Qualitative Analysis of Research Practices in Religion
Mike Kohut presents on his project
Fellowship: Project Proposal
"This Dean’s Fellowship has been a great experience…. Having worked on other similar project teams in the past, I brought to the team knowledge and experience about interviewing, coding and writing reports. At the same time, through the interviews with the religion scholars who participated, I learned more about this diverse field of religious studies and how it sees itself. This was especially interesting to me as a scholar who also studies aspects of religion and yet, somehow, exists outside of that field." — Mike Kohut
About the Project
Ithaka S+R is proposing a multi-institutional research project to identify best practices for library support for faculty in Religious Studies/Theology. The question they pose: “What resources and services do your faculty members need to be successful in their teaching and research?” In recent years Ithaka S+R has conducted several in-depth qualitative analyses of research practices of faculty in several fields, including art history, chemistry and history. They are seeking partners to conduct a project for faculty in Religious Studies. Vanderbilt Divinity Library was approached as one possible partner.
They are defining the field of religious studies broadly, and would mean the target faculty would be in the Divinity School, the Religious Studies Department and the Graduate Department of Religion. (including dual and secondary appointments this would be a group of about 60 faculty).

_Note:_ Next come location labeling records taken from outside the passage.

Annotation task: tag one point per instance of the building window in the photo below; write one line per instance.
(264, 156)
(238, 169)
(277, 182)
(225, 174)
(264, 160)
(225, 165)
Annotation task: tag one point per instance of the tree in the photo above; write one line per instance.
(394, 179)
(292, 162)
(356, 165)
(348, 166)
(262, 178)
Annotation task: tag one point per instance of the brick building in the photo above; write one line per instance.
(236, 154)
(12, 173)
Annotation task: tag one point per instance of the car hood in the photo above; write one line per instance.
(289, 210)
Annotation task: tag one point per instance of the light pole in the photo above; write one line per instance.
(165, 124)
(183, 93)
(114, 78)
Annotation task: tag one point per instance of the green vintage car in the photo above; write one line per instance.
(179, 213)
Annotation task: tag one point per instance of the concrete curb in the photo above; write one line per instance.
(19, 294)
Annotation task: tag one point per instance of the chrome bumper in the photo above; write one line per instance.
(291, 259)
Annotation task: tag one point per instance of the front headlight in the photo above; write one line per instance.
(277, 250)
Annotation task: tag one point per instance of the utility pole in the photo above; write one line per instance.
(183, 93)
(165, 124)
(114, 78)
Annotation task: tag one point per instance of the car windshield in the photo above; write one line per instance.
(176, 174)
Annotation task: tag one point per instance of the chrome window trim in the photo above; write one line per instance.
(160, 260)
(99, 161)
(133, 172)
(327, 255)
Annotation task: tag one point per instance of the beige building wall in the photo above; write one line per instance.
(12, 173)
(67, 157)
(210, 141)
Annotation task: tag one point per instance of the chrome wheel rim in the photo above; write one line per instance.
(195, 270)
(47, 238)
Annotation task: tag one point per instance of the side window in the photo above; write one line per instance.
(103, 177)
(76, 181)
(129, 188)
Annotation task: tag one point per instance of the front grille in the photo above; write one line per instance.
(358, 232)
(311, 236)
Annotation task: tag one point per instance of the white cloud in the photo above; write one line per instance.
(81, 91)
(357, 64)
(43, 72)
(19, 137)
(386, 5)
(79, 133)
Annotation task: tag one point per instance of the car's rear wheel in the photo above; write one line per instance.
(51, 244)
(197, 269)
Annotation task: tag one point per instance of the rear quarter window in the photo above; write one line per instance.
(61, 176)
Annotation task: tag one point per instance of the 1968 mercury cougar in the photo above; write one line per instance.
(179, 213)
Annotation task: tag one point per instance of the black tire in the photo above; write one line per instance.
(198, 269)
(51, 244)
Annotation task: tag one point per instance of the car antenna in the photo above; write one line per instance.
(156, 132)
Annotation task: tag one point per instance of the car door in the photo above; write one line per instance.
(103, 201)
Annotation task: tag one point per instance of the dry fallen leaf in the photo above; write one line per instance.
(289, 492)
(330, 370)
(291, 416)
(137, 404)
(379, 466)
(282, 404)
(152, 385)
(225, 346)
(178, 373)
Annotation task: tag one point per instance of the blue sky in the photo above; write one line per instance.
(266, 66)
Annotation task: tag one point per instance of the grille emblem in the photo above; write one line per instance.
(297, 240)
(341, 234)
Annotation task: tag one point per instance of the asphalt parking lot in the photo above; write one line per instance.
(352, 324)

The study requires a research team of 1-3 individuals, which may include library staff, graduate students, and/or an analyst from Ithaka S+R. Ithaka S+R will provide training for the team in the ethnographic research methods to be applied.
About the Fellow
Mike Kohut is a PhD candidate in the anthropology department. He studies cultural dimensions of teaching evolution in Tennessee public schools. Using a mixed methods approach that includes structured and unstructured interviews, as well as long-term ethnographic fieldwork, his doctoral research documents the ways that the contours of the conflict over evolution education are shaped by the social commitments of various actors (including teachers, students and state policy-makers). Mike has conducted research in eastern Tennessee and southern Mexico.